La nueva comunidad ciudadana: Un "gran partido ciudadano" para México no es un nuevo partido electoral sino un gran campo social heterogéneo y multiforme que tiene en común la alta conciencia de pertenecer a una nueva comunidad política -la comunidad societaria o ciudadana- y que dicha comunidad indudablemente mayoritaria es la plataforma necesaria para impulsar un nuevo proyecto de país, contrario y diferente al que ha impuesto el bloque neoliberal dominante. Se trata en realidad de la conformación -aún embrionaria- de un nuevo bloque histórico que ya en sus acciones concretas aspira no sólo a reclamar sino a sustituir al actual Estado, bajo la bandera de una justicia eficaz -para lo cual es necesaria la ampliación del concepto de democracia real participativa en que la ciudadanía tome control directo de la supervisión del manejo honrado y transparente de los asuntos públicos.

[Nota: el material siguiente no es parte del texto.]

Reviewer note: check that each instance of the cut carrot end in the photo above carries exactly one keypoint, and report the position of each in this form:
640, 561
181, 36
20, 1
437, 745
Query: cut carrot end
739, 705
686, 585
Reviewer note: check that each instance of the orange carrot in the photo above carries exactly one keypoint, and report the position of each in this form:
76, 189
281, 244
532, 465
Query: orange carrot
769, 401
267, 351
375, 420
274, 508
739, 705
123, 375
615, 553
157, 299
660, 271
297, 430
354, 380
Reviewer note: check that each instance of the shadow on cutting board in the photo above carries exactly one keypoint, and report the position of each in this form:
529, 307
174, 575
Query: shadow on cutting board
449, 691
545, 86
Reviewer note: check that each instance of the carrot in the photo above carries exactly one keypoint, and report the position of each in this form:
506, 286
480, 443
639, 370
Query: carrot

Sin una orientación como ésta, la emergencia social que ha surgido en buena parte del país no podrá resistir y permanecer activa luchando por sus justas demandas; será reprimida y/o cooptada por la fuerza y los recursos del Estado. Se trata de una nueva moral y un nuevo concepto de sociedad económica y cultural bajo el caro principio de la fraternidad por encima de la libre competencia. Una comunidad ciudadana que se opone y se coloca por encima del mercado, ese lugar fatídico de concurrencia de los ciudadanos aislados y enfrentados entre sí.


Guadalajara, Jal., a 11 de diciembre de 2014.